Около двух часов уже достаточно ощутимо припекало на солнечной стороне. Ичан предсказывал, что это конец хорошей погоды, скоро начнутся дожди. Поднимаясь кверху, они все довольно-таки сильно задыхались; а у Лины, которая бежала впереди, размахивая каким-то сорванным мимоходом сухим стебельком так, словно она штурмовала эту высоту и при этом кричала и пела, вовсе не хватило дыхания, и в какой-то момент ей стало почти плохо. У нее тяжело вздымалась грудь, а на висках и белесых волосинках над верхней губой появились мелкие горошинки пота. Но шьор Карло быстро пришел ей на помощь, показав, как в таких ситуациях необходимо освежаться и охлаждаться. Он смочил ей вены на руках водой из термоса — и все вновь пришло в норму. Он объяснил, что так делают в жарком поясе в колониальных войсках. Все сразу убедились в точности его слов, ибо в памяти были смутные воспоминания фильмов об Иностранном легионе. Правда, опыт был бы гораздо эффективнее в июле или августе, но что поделаешь — так или иначе, хорошо было и так; нужно удовлетворяться тем, что есть — в этом вся философия жизни. Перехитрить зло — всюду, где оно возникает, и постольку, поскольку оно возникает, — для шьора Карло в этом заключалось удовлетворение и наслаждение. А если зло проявляется лишь в ограниченной мере, если оно не больше, чем есть (и если, соответственно этому, и его действие необходимо ограничено и невелико), то это не его вина.
Ибо шьор Карло не принадлежал к числу тех людей, кто желал бы просто-напросто стереть зло с лица земли. Нет. Он стоял за свободное соперничество между добром и злом, будучи убежденным, что в конце концов должно победить добро, на которое, по причине все большего технического прогресса, работает время. Верно, зло существует, но существует и скорое, точно определенное противодействие ему — и это, на его взгляд, гораздо более совершенно, более прогрессивно, чем простое отрицание самого факта существования зла.
Накрыть зло специально придуманным средством — хоп! — как точно пригнанной крышкой или сачком для бабочек — вот это да! Пусть человек порежется при бритье — но пусть рядом немедленно окажется останавливающий кровь карандаш!

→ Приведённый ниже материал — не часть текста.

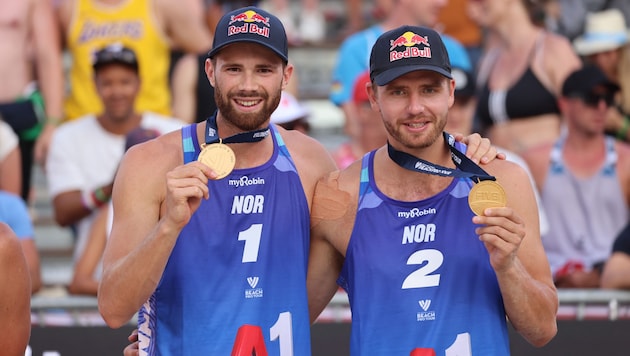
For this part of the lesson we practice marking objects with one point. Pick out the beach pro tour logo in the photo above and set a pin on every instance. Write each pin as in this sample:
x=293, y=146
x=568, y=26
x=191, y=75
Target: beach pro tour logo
x=411, y=43
x=249, y=22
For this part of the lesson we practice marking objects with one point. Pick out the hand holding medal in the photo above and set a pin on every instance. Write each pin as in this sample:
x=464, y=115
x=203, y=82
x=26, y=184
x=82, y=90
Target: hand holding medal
x=219, y=157
x=486, y=194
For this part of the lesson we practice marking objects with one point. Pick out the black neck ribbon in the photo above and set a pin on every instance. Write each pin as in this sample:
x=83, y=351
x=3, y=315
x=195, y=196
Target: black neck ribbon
x=467, y=168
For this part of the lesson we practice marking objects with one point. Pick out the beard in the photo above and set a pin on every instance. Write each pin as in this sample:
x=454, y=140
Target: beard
x=246, y=121
x=415, y=141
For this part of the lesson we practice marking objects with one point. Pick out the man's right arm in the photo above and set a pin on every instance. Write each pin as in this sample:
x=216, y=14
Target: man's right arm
x=151, y=206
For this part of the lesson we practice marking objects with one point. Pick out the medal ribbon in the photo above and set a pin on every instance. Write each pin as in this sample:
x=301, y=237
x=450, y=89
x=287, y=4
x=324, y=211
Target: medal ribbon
x=212, y=133
x=467, y=168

Пусть укусит ехидна — но вот он, шприц с противозмеиной сывороткой… В этой вечной борьбе между богом тьмы и богом света, между тупо-ограниченным, упрямым злом и научно обоснованной, упорной методичностью добра, в том, чтобы каждую минуту, на каждом шагу болезнь опровергать лекарством, зло побеждать добром — в этом стремительном состязании, в этом непрерывном преследовании видел он победу культуры над аморфною природой, победу обдуманности, техники над слепыми силами естества.
Наверху, на Градине, они не обнаружили ничего, кроме нескольких поваленных каменных глыб, потонувших в земле. Чабаны, находившиеся здесь со своими овцами, не умели ничего ответить на их расспросы, кроме того, что эта Градина находится здесь издревле — еще с турецких времен! — и показали камень, на котором, по их словам, турецкий паша рубил головы: в этом и заключалась вся живая местная традиция древнего Brebentium’а. Им сообщили также, что раньше здесь был еще больший камень, на котором паша тоже отрубал головы, но его уволок в прошлом году Шпиркан Алаваня, когда строил хлев.
Взамен на эти скудные археологические сведения они обнаружили, что сверху, с Градины, открывается единственный в своем роде вид на море, на острова перед Задаром, на заходящее вдалеке солнце и что внизу, в низине, Задар виден «как на ладони».